Press Release
April 2, 2006

PNP CHIEF SHOULD BE SUBJECT TO CA CONFIRMATION -- PIMENTEL

Instead of clipping the powers of the Commission on Appointments over military appointments and promotions, its scope of authority should be expanded to include the director general and other senior officers of the Philippine National Police (PNP), Senator Aquilino Q. Pimentel, Jr. said today.

Pimentel said the CAs lack of jurisdiction over appointments and promotions in the 116,000-man PNP is a serious constitutional aberration that should be remedied to ensure that appointments to top positions in the police organizations are made only on the basis of merit and exemplary track records of officers.

Under the 1987 Constitution, only the appointments of senior officers of the Armed Forces of the Philippines, with the rank of colonel up to chief-of-staff, are subject to review and conformation of the Commission on Appointments. It is only logical that the director general and other senior officers of the PNP, possibly with the rank of not lower than chief superintendent, should be placed under the review and confirmation powers of the Commission, he said.

The minority leader broached the proposal in response to the stand taken by Gen. Generoso Senga, AFP chief-of-staff that only the highest ranking officials of the AFP should be subject to CA confirmation to reduce politicians influence over the military. Senga believes that the CA should no longer go over the appointments of colonels and brigadier generals.

Pimentel said the delisting of lower-ranked senior officers from the jurisdiction of the CA can be made only by amending the Constitution and not through an enabling law passed by Congress. The proposal to clip the powers of the Commission over military appointments is embodied in the legislative measure to amend the National Defenses Act of 1935.

The lone senator from Mindanao recalled that the 8th Congress had passed a bill calling for a relisting of presidential appointees whose appointments should be evaluated and concurred with by the CA in 1987. The bill was intended to rectify the constitutional flaw arising from the non-inclusion of important government positions from the scope of the Commissions review powers under the Constitution.

However, the bill was vetoed by then President Corazon Aquino and her decision.

Pimentel held the view that the framers of the 1987 Constitutional did not intend to exclude the PNP director general and other senior police officers from the requirement of being confirmed by the CA.

When the 1987 Constitution was drafted and promulgated, there was no PNP yet.

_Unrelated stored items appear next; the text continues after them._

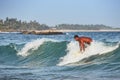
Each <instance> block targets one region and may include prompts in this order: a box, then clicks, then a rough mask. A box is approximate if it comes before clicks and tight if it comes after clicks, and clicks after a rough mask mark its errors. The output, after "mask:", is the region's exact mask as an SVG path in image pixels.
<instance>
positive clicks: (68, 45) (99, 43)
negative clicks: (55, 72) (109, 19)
mask: <svg viewBox="0 0 120 80" xmlns="http://www.w3.org/2000/svg"><path fill="white" fill-rule="evenodd" d="M118 47H119V45H116V46H112V45H111V46H107V45H105V44H104V43H102V42H95V41H94V42H92V44H91V45H90V46H89V47H87V48H86V50H85V52H80V48H79V44H78V43H77V42H73V41H72V42H70V43H69V44H68V45H67V51H68V52H67V54H66V55H65V56H64V57H62V58H61V62H60V63H59V64H58V65H59V66H63V65H66V64H70V63H75V62H78V61H80V60H82V59H84V58H88V57H90V56H92V55H101V54H105V53H109V52H111V51H113V50H115V49H117V48H118Z"/></svg>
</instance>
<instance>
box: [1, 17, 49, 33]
mask: <svg viewBox="0 0 120 80" xmlns="http://www.w3.org/2000/svg"><path fill="white" fill-rule="evenodd" d="M45 29H49V27H48V26H47V25H45V24H39V23H38V22H36V21H30V22H26V21H21V20H17V19H16V18H8V17H7V18H6V20H2V19H0V30H1V31H20V30H45Z"/></svg>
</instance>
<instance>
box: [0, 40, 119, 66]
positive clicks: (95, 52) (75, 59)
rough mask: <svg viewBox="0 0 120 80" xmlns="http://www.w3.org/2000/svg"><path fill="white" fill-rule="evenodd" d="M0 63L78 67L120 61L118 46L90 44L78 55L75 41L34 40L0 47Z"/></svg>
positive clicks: (113, 43)
mask: <svg viewBox="0 0 120 80" xmlns="http://www.w3.org/2000/svg"><path fill="white" fill-rule="evenodd" d="M0 52H2V53H0V63H1V64H6V65H7V64H9V65H19V66H29V67H36V66H38V67H40V66H56V65H57V66H69V65H73V66H76V65H77V66H78V65H83V64H87V63H90V62H94V63H98V62H102V63H104V62H108V61H109V62H117V61H118V60H119V59H120V54H119V53H120V47H119V44H118V43H104V42H96V41H94V42H93V43H92V44H91V46H89V47H87V48H86V51H85V52H83V53H81V52H80V49H79V45H78V43H77V42H74V41H71V42H68V41H57V40H52V39H45V38H42V39H37V40H34V41H31V42H28V43H26V44H21V45H20V44H19V45H17V44H9V45H6V46H0Z"/></svg>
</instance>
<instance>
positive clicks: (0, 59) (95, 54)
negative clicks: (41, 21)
mask: <svg viewBox="0 0 120 80" xmlns="http://www.w3.org/2000/svg"><path fill="white" fill-rule="evenodd" d="M75 34H77V35H79V36H87V37H91V38H92V39H93V42H92V44H91V46H89V47H87V48H86V51H85V52H83V53H81V52H80V51H79V45H78V42H76V41H75V40H74V38H73V37H74V35H75ZM0 80H120V32H71V33H64V35H32V34H31V35H24V34H20V33H0Z"/></svg>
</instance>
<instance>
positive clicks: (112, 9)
mask: <svg viewBox="0 0 120 80" xmlns="http://www.w3.org/2000/svg"><path fill="white" fill-rule="evenodd" d="M6 17H10V18H18V20H19V19H21V20H23V21H25V20H26V21H30V20H36V21H38V22H39V23H43V24H47V25H50V26H54V25H56V24H61V23H68V24H104V25H108V26H113V27H120V0H0V18H1V19H5V18H6Z"/></svg>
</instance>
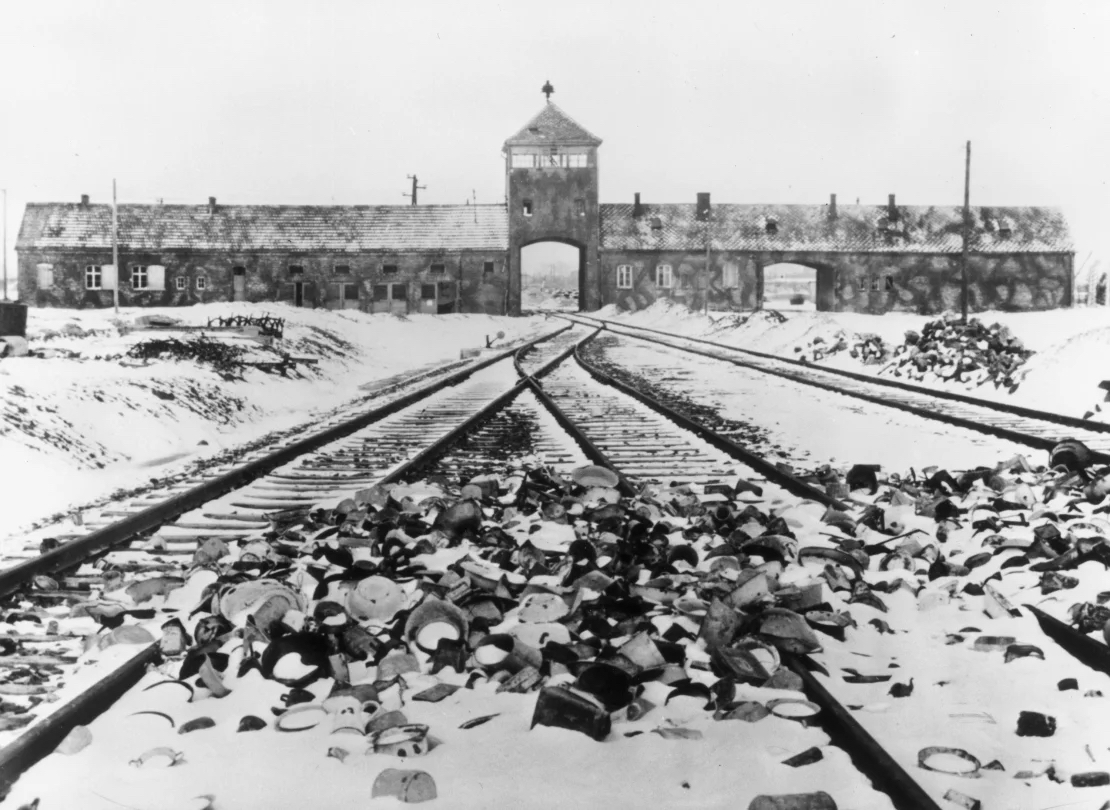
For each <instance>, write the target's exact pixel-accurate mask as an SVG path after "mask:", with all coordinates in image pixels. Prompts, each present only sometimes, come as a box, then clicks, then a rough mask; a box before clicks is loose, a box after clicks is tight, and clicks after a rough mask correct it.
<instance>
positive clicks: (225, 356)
mask: <svg viewBox="0 0 1110 810" xmlns="http://www.w3.org/2000/svg"><path fill="white" fill-rule="evenodd" d="M244 355H246V348H245V347H243V346H234V345H231V344H229V343H223V342H221V341H213V340H210V338H208V337H204V336H200V337H194V338H190V340H188V341H181V340H178V338H176V337H154V338H152V340H149V341H143V342H141V343H137V344H134V345H133V346H131V348H129V350H128V356H129V357H134V358H135V360H179V361H181V360H184V361H193V362H195V363H202V364H204V365H208V366H211V367H212V368H213V369H214V371H215V372H216V373H218V374H219V375H220V376H221V377H223V378H225V379H234V378H238V377H240V376H241V374H242V369H243V365H244V364H243V357H244Z"/></svg>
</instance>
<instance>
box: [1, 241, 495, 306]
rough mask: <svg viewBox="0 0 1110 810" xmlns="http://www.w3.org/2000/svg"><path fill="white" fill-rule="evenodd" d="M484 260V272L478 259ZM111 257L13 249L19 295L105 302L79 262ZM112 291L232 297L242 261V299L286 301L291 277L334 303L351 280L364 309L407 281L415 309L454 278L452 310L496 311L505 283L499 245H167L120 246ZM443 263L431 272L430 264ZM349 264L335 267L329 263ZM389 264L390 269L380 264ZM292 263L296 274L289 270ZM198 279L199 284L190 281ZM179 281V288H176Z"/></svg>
mask: <svg viewBox="0 0 1110 810" xmlns="http://www.w3.org/2000/svg"><path fill="white" fill-rule="evenodd" d="M488 262H492V263H493V269H492V272H486V263H488ZM111 263H112V254H111V251H100V250H93V251H41V250H22V251H20V253H19V295H20V300H21V301H23V302H26V303H28V304H30V305H32V306H64V307H75V308H82V307H98V306H111V305H112V291H110V290H101V291H92V290H87V288H85V270H84V269H85V266H87V265H90V264H93V265H105V264H111ZM39 264H51V265H53V284H52V285H50V286H49V287H44V288H40V287H39V284H38V281H39V273H38V270H37V267H38V265H39ZM119 264H120V267H121V273H120V284H119V297H120V305H121V306H188V305H190V304H196V303H205V302H214V301H232V300H233V288H234V275H235V273H234V269H235V267H243V269H244V273H243V277H244V293H245V300H246V301H255V302H260V301H292V300H293V295H294V286H293V285H294V282H297V281H300V282H302V283H303V285H304V287H303V288H304V305H305V306H337V305H340V302H341V300H342V298H341V295H342V291H341V287H340V284H342V283H347V284H355V285H356V286H357V295H359V301H357V303H359V308H361V310H369V308H370V302H371V301H372V296H373V287H374V285H375V284H382V283H407V284H408V290H407V300H408V311H410V312H417V311H418V310H420V301H421V287H422V285H424V284H437V283H443V282H447V283H454V285H455V287H454V288H455V291H456V293H455V295H454V296H453V298H454V300H456V301H457V305H456V306H454V307H452V308H453V310H455V311H460V312H483V313H487V314H504V313H505V307H506V292H507V285H508V271H507V256H506V255H505V253H504V252H503V251H451V252H444V251H427V252H421V253H373V254H372V253H360V254H343V253H335V254H326V255H319V254H317V255H306V254H302V253H282V252H265V253H260V252H252V253H226V254H219V255H213V254H210V253H203V252H189V251H172V252H162V253H148V252H143V253H139V252H132V251H128V250H121V251H120V262H119ZM433 264H442V265H444V272H442V273H433V272H432V265H433ZM132 265H163V266H164V267H165V290H164V291H142V290H134V288H132V286H131V283H130V279H131V273H130V269H131V266H132ZM339 265H343V266H346V267H347V269H349V272H346V273H336V270H335V269H336V266H339ZM386 265H395V266H396V269H397V270H396V273H390V274H386V273H385V272H384V270H383V269H384V267H385V266H386ZM291 266H300V267H302V269H303V272H302V273H301V274H300V275H293V274H291V273H290V267H291ZM198 279H203V280H204V287H203V288H198V284H196V282H198ZM179 280H184V281H183V284H184V286H183V288H179Z"/></svg>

But the Constitution mandated the creation of a national police that was national in scope and civilian in character to replace the Integrated National Police-Philippine Constabulary which was then part of the AFP.

Pimentel pointed out that it was only in 1989 that the Congress enacted a law creating the Philippine National Police as an agency under the Department of Interior and Local Government.

So obviously, it was due to oversight that the director general and other senior officers of eh PNP were not mentioned in the enumeration of presidential appointees subject to review and confirmation by the Commission on Appointments under the Constitution, he said.

Actually, Pimentel had proposed the inclusion of the PNP director general and other senior police officers under the scope of the Commissions powers shortly after the enactment of the PNP law. But he said the proposal did not prosper because of the persistent objection from the executive branch.